A PLC is a digital computer used to control electromechanical processes, usually in an industrial environment. It performs both discrete and continuous control functions and differs from a typical computer in several important ways:
- It has Physical I/O; electrical inputs and outputs bring real world information into the system and control real world devices based on that information. If you were a PLC, your inputs can be thought of as “senses” like vision and touch, while your outputs could be thought of as your arms and legs.
- It is Deterministic; it processes information and reacts to it within defined time limits. PLCs operate on a timescale of milliseconds or even microseconds
- It is often Modular; it can have I/O modules, communication modules or other special purpose modules added to it for expansion. PLCs may also take the form of a computer or a small single module.
- It is programmed using several defined Languages. Some languages allow the program to be changed while the machine or system being controlled is still running.

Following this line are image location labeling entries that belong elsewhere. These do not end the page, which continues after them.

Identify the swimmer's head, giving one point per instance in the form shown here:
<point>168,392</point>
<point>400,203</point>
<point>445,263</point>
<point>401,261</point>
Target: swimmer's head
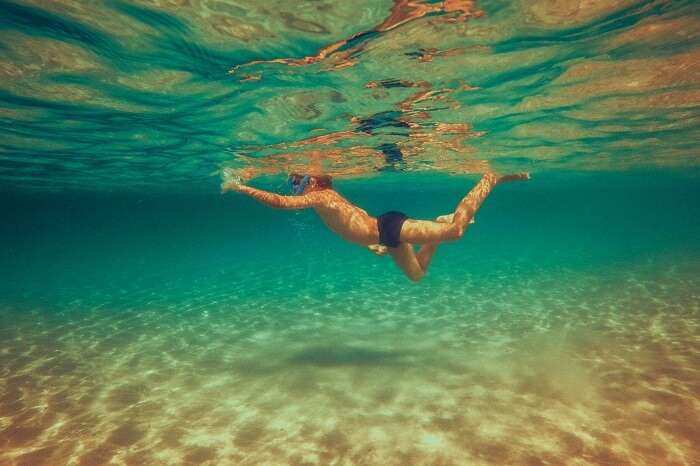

- Software and Hardware are Platform Specific; components and programming software usually can’t be used between different manufacturers. But there are exceptions…
- It is Rugged and designed for use in industrial environments.
Unlike computers, PLCs are made to run 24 hours a day, 7 days a week and are able to resist harsh physical and electrical environments.
Where are PLCs used? PLCs are used for many different kinds of applications and industries. In a 2012 Control Engineering magazine poll, 87% of machine control applications used a PLC as the control platform. This includes assembly, packaging and other manufacturing operations. 58% of process control applications used PLCs, in such industries as chemical processing and the oil and gas industry. Power plants and wastewater treatment also fall into this category. 40% of motion control and robotics, 26% of batch control and 18% of diagnostic or testing applications used PLCs. Many applications are a combination of these.
PLCs are used anywhere, and everywhere!